Other health care options
If you need mental health services, optometry, acupuncture, eastern medicine, chiropractic, massage, and medical cannabis, you can go if your health care provider decides these services are essential for your health.
Under a health order, any routine appointments or elective procedures should be postponed.
Anything that can be done remotely, by phone or online, should be.
Your provider should screen you by phone for coronavirus symptoms before you leave home. If you go, use social distancing and personal protective equipment during the visit.
If you need a prescription, have it delivered to your home if possible. This includes medical cannabis.
Health care settings
Visiting hospitals, nursing homes, skilled nursing facilities or residential care
Most visitors are not allowed in health care settings.
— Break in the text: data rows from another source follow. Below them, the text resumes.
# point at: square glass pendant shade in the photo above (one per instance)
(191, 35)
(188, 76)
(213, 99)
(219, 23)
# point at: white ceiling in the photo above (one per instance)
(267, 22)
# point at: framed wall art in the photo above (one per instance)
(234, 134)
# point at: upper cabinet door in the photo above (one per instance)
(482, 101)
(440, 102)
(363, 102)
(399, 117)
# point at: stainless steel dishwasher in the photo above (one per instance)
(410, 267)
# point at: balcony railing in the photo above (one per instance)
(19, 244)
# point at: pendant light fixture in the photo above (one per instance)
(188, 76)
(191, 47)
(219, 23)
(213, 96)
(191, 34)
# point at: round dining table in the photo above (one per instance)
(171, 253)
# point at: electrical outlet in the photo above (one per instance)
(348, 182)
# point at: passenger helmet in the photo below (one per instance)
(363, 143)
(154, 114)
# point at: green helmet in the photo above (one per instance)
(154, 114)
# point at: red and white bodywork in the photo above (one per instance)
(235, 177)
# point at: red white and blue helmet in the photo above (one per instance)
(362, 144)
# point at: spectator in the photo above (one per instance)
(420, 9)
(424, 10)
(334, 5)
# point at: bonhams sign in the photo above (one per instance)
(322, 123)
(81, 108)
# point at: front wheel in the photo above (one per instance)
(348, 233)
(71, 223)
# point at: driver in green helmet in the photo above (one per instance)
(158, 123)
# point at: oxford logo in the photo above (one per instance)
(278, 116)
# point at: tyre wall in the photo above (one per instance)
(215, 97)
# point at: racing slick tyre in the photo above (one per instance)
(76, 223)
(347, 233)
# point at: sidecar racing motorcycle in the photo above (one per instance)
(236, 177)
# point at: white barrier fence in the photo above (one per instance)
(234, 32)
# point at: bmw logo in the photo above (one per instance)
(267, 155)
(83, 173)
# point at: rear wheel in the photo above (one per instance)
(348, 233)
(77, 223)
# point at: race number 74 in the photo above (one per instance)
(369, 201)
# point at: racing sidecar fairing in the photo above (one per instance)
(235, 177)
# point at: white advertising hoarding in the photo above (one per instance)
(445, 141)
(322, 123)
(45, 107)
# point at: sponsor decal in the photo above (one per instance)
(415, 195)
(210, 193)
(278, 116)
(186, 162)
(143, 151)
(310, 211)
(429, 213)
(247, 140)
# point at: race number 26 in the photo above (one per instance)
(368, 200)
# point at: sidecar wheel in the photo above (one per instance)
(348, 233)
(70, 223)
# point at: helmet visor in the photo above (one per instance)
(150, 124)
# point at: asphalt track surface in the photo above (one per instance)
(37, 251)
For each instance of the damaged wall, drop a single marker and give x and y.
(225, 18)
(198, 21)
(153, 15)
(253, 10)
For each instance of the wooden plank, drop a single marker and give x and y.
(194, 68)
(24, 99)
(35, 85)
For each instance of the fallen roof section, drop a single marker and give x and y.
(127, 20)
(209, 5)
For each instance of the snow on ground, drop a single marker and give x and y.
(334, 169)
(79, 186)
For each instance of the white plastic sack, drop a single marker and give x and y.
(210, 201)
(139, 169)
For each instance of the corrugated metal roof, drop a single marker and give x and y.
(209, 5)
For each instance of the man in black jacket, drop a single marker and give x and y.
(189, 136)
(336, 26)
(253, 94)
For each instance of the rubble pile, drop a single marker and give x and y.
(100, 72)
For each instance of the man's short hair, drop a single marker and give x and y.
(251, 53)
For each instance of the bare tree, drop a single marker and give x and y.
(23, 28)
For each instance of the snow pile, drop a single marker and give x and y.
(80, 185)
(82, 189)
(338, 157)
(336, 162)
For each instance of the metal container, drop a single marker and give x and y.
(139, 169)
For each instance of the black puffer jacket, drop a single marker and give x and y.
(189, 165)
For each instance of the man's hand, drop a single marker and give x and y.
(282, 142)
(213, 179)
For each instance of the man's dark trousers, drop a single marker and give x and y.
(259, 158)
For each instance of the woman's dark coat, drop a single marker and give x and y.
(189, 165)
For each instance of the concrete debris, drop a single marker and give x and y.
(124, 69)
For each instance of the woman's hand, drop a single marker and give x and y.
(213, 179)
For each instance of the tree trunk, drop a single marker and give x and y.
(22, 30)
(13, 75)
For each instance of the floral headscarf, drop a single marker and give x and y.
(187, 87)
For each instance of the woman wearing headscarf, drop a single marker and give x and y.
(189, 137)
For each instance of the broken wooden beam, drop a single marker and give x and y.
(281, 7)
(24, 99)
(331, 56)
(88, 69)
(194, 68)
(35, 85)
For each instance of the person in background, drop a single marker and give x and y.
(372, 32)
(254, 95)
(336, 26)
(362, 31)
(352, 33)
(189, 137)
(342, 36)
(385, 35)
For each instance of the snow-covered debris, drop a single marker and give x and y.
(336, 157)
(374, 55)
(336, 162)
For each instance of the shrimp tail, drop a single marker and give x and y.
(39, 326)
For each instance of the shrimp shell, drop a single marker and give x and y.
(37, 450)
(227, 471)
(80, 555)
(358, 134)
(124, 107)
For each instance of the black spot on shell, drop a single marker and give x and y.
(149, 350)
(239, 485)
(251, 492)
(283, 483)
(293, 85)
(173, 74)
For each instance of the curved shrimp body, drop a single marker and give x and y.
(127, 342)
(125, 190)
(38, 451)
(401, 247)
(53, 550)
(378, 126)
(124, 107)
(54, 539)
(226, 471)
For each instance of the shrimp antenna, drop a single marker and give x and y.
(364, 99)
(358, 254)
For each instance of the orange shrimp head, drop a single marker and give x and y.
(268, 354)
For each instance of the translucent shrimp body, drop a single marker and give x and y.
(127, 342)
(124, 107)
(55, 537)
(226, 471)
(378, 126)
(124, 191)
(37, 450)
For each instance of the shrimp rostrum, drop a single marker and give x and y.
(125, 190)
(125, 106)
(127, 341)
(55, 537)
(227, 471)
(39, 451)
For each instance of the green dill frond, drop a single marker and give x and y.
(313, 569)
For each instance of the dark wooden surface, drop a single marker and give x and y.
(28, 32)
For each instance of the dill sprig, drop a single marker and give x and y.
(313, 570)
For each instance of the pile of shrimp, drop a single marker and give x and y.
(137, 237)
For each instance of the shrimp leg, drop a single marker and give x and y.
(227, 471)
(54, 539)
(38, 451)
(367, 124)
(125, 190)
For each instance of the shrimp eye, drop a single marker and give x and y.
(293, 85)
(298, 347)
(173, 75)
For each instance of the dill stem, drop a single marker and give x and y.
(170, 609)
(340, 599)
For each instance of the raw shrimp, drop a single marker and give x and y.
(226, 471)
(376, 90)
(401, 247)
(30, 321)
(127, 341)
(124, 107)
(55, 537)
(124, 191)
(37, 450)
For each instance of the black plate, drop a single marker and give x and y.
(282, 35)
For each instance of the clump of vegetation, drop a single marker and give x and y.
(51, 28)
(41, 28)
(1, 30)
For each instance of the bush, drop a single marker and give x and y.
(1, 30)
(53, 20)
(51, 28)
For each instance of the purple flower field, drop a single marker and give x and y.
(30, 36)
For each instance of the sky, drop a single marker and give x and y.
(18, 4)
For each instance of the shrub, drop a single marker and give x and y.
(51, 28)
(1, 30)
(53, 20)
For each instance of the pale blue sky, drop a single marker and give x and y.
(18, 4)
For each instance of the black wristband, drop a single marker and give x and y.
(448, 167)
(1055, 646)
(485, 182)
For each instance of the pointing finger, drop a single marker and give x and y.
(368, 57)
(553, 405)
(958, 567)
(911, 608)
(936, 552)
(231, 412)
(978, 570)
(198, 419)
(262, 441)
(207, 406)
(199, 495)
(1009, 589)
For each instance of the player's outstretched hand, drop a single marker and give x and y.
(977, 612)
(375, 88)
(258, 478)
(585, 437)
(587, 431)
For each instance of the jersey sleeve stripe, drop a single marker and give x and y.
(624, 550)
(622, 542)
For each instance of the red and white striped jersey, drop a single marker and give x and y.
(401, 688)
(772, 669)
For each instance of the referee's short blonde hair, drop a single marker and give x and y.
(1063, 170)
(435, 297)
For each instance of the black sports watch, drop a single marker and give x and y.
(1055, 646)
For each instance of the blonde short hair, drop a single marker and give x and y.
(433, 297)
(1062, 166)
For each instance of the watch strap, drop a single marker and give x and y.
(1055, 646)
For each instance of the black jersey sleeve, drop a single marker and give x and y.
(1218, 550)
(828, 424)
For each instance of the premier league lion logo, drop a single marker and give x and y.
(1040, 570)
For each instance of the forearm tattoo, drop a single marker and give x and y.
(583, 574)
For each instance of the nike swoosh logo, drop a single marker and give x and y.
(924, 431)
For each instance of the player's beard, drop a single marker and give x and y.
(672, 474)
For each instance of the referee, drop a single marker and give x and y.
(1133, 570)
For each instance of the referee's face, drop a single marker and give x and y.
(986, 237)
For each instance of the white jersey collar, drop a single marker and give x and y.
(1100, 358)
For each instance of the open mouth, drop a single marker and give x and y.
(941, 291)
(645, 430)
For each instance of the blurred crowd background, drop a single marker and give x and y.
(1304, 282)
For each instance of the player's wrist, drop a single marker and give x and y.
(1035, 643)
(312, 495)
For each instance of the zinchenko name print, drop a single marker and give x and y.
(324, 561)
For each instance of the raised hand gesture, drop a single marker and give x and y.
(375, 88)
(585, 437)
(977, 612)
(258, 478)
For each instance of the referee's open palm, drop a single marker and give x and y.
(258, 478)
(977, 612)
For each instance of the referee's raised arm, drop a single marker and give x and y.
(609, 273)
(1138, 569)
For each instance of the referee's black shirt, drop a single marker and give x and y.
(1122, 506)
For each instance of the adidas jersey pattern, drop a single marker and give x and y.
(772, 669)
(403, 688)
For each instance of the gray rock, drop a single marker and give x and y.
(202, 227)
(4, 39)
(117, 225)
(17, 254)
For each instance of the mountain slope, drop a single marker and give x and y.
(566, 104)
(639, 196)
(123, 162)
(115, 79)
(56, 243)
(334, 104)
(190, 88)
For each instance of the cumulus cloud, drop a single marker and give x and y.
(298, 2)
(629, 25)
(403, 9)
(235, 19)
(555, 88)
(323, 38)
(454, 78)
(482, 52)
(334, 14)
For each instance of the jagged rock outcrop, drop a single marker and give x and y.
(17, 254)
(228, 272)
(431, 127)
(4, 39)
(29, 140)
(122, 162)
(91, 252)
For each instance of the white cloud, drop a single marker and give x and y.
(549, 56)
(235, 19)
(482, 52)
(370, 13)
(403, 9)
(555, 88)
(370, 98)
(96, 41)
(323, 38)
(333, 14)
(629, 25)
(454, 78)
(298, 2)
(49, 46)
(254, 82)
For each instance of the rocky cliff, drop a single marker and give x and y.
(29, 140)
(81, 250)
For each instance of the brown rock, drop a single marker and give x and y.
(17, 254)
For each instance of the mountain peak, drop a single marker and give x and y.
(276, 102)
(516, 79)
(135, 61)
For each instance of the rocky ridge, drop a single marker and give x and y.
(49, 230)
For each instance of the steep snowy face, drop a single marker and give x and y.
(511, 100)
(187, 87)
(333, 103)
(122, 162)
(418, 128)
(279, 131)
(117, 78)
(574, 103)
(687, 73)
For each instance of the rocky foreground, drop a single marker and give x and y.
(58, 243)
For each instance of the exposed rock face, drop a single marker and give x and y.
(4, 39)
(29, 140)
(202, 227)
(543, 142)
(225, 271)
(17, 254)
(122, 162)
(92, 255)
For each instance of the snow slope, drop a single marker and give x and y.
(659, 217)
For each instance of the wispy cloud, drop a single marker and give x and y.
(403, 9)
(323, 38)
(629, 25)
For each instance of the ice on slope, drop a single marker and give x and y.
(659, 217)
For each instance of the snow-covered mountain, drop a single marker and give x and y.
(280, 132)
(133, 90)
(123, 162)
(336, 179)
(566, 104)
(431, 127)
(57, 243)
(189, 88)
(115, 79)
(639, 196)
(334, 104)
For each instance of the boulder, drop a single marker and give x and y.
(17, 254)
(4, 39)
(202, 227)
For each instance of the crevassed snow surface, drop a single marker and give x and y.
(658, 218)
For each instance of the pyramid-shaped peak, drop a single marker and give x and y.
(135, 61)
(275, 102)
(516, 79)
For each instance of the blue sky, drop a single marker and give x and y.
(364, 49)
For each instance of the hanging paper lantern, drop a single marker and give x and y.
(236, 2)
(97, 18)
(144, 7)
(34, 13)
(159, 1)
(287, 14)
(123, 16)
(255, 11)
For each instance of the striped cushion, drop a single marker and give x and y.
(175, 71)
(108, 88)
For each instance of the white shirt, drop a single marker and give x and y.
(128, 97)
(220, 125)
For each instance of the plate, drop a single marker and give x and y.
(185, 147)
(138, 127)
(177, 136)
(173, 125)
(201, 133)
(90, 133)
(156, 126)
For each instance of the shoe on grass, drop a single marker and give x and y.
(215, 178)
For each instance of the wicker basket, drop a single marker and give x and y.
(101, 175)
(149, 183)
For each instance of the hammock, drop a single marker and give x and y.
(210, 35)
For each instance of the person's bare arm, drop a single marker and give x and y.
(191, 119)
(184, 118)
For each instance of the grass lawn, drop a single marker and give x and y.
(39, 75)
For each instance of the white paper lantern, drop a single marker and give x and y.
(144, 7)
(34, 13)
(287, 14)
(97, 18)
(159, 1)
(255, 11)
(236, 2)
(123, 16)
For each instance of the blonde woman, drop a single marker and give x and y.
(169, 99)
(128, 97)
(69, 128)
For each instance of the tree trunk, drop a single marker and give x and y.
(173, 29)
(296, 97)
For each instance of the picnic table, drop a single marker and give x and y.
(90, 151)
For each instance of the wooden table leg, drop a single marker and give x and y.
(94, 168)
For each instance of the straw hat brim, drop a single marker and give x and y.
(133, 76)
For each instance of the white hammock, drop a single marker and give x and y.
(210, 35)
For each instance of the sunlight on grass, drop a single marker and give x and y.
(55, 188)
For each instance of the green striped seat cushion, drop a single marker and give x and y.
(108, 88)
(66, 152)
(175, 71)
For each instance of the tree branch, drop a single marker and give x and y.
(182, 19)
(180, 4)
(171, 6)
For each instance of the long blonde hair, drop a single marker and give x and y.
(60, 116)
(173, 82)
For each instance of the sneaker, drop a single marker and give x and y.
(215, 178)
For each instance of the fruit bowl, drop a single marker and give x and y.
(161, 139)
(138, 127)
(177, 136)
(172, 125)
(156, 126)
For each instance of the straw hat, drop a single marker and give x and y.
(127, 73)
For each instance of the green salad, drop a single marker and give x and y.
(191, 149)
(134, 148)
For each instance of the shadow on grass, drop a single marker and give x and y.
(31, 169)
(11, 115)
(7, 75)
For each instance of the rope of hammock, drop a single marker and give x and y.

There are limited exceptions, such as if you are going to the hospital with a minor who is under 18 years old or someone who is developmentally disabled and needs assistance.
Public Health Orders addressing coronavirus prohibit non-necessary visitation to these kinds of facilities. If you need to know more, please contact the facility you want to visit by phone before you leave.
This is difficult, but it is necessary to protect hospital staff and other patients.